И как ответить? И можно ли
так верить прапорщику?
— А тут... вот... — тянул
полковник, — я должен направить учебную команду в наряд по улицам, а она...
Тут послышались близкие
выстрелы, пачкой. Вбежал прапорщик Колоколов — и сорванно,
дико:
— Господин полковник!
Капитан Лашкевич убит! Команда взбунтовалась!
И полковник — оцепенел.
Теперь — несомненно что-то случилось. Но как это
повторить в телефон начальству? Ах, какое расстройство.
И оттуда, из штаба Округа,
ему не находились, что сказать.

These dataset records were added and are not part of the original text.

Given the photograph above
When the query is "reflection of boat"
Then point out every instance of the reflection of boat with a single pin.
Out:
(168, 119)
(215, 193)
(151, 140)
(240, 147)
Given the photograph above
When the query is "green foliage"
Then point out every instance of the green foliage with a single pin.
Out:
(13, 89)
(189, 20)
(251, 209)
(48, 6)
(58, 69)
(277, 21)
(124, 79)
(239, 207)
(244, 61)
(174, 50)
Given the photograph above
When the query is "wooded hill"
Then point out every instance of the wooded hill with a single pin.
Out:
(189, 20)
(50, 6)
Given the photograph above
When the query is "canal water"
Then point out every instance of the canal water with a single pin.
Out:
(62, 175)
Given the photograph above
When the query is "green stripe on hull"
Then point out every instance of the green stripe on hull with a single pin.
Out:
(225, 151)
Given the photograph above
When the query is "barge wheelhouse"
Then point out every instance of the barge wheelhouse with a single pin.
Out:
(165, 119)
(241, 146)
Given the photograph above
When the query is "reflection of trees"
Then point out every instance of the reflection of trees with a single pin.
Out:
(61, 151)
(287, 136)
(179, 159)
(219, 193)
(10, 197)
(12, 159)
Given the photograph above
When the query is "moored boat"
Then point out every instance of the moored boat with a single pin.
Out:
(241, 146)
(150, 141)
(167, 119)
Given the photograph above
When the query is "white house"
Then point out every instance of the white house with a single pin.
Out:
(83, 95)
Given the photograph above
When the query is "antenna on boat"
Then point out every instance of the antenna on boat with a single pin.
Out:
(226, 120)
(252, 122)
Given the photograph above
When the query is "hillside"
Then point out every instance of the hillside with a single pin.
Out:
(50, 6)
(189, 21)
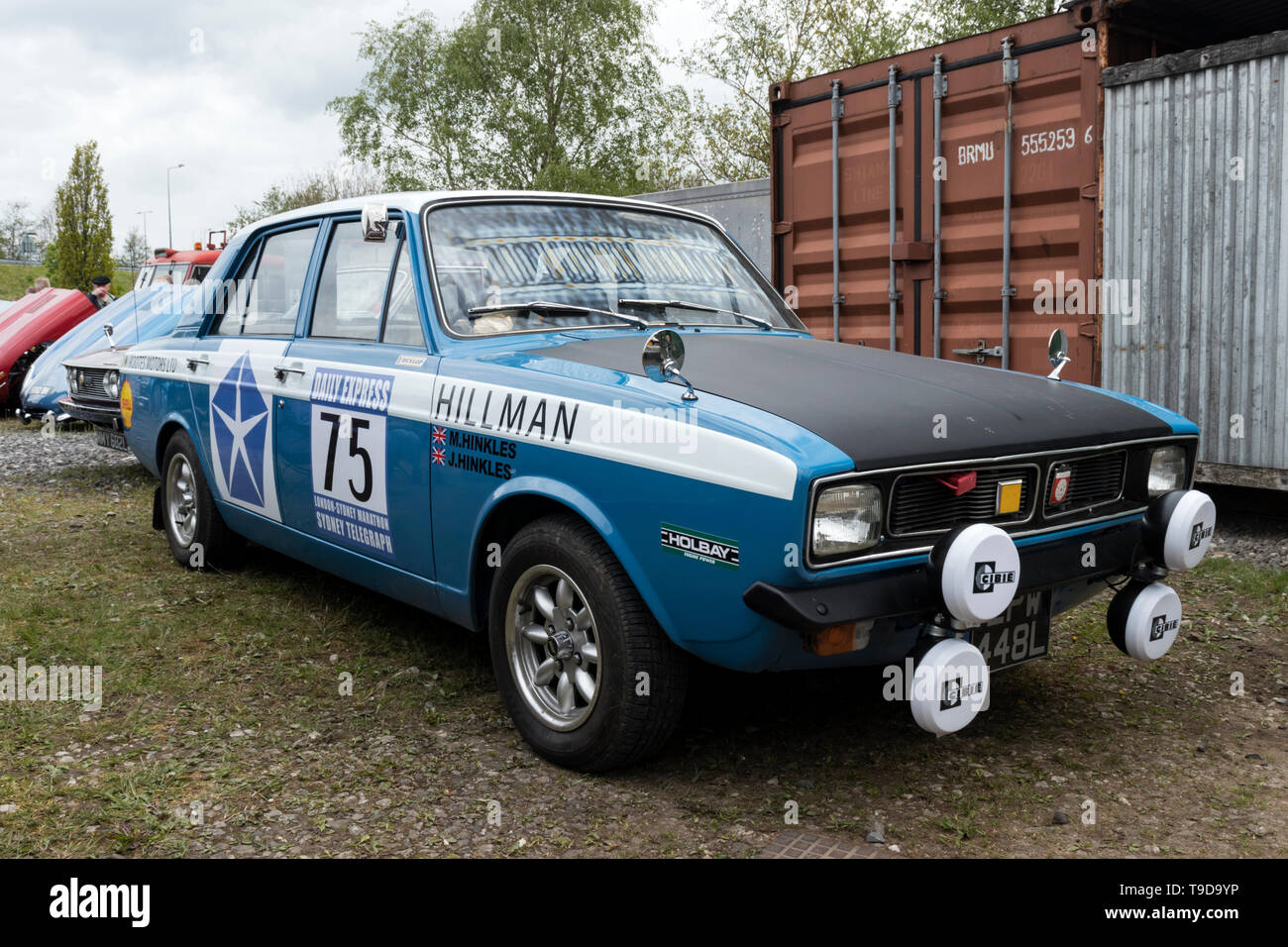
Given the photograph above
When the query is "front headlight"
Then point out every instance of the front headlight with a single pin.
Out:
(846, 519)
(1166, 471)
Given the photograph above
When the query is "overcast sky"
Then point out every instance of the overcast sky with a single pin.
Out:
(235, 90)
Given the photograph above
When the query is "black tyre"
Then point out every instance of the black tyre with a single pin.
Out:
(589, 678)
(197, 534)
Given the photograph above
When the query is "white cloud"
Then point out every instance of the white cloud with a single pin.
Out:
(241, 102)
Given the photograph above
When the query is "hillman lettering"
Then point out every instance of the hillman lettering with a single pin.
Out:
(514, 415)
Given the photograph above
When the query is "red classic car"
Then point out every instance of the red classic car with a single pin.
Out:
(31, 324)
(180, 265)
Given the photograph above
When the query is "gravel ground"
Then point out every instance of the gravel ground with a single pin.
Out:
(30, 457)
(1250, 526)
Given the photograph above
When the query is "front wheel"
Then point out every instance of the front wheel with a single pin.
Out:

Ведь генерала Хабалова ещё нет. А такие события
в воинских частях не предусмотрены.
Тут вбегали ещё офицеры,
молодые прапорщики, потом и постарше... Взбунтованная рота выходит во двор!..
Во дворе — сумятица, беспорядочное движение! Стреляют, трубят! ...Все с
оружием, но никуда не выходят, не строятся. Сами явно озадачены, плана нет...
Проходящих офицеров не трогают... Труп капитана Лашкевича лежит...
И все стояли перед полковником,
не ослабляя ног.
А он пребывал в размышлении.
Впрочем, и остальные офицеры были в этом запасном батальоне как чужие: или
только назначенные, несколько дней-недель, или только долечивались и
тяготились, как бы уехать скорее в действующий полк. Не здесь были их места, не
было у них привычных верных унтеров, и солдаты не известны по фамилиям — как не
своя часть.
А полковник Висковский цепенел. Никого не послал к взбунтовавшимся,
уговорить их. И никого не послал за поддержкой.
Он — коснел. Увидел капитана
Машкина 1-го и позвал его в кабинет, совещаться.
Офицеры нервно
разговаривали, и при писарях, расхаживали, курили. Лихой Цуриков сам бы кинулся
во двор — но нельзя без приказа. Штабс-капитан Машкин 2-й уклонялся осуждать
солдат: вот довели Россию, довели и солдат. Ткачура
сжимал кулаки: у него на глазах всё произошло, и самого могли подбить.
А из кабинета не выходили. И
тут офицеры — начали возмущаться дерзко. Некоторые прапорщики и всего-то на
военной службе были по шесть месяцев, но и те понимали, что...
Тут вбежал прапорщик Люба — но в каком виде! —
уже переодетый в штатское. А иначе, мол, рискованно было пройти. Ловкач!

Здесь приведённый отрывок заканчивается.